Tomorrow, Apple will reportedly announce new software to be installed directly onto consumers’ devices that will use photo hashing to help identify potential child sexual abuse material (CSAM) stored on users’ iPhones, iPads, and MacBooks. As 9to5Mac explains, Apple products “would download a set of fingerprints representing illegal content and then check each photo in the user’s camera roll against that list. Presumably, any matches would then be reported for human review.”
Apple already employs similar machine learning tech for files uploaded to iCloud, but this would be a first for the company to use such methods on its customers’ side with actual phones and other products before cloud storage ever comes into play.
Obviously, identification and prosecution of CSAM is vital within digital ecosystems, but many critics worry this particular technology is too liable for errors, opens a door to potential governmental abuse, and is a starting point towards Apple’s intended end goal of hashing end-to-end encrypted images and files.
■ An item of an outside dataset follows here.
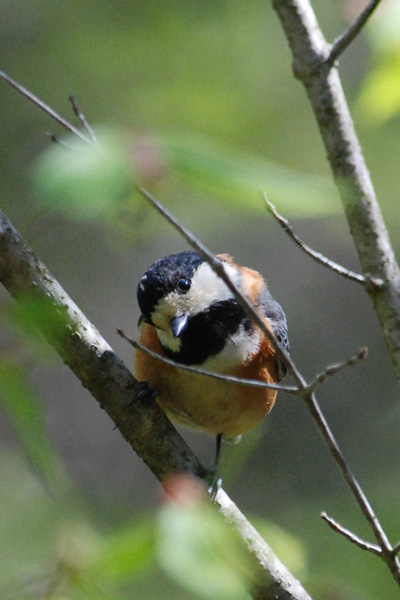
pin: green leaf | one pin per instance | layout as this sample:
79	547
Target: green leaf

“The way Apple is doing this launch, they’re going to start with non-E2E photos that people have already shared with the cloud. So it doesn’t ‘hurt’ anyone’s privacy. But you have to ask why anyone would develop a system like this if scanning E2E photos wasn’t the goal,” cryptographer and security expert, Matthew Green, tweeted. Whatever the case, if the rumor proves true, we should know more about the potential security shakeup tomorrow.
Similar technology already used in other venues — As journalist Charles Arthur notes, however, this kind of photo identification of illegal, illicit materials is nothing new. Facebook, for example, introduced similar programs in 2011, while Google has been scanning images since 2008. That said, it still doesn’t change worries regarding what will happen if companies can begin to apply this kind of machine learning to E2E messaging.
It’s easy to envision law enforcement subpoenaing a company like Apple for a customer’s data (which it can already legally obtain), then using the hashing program to identify any number of things, from illegal materials to incriminating objects and locations. Facebook is already attempting to something similar with its WhatsApp messaging service’s encrypted data—all of this hints at serious security debates on the horizon between consumers, tech companies, and governmental agencies.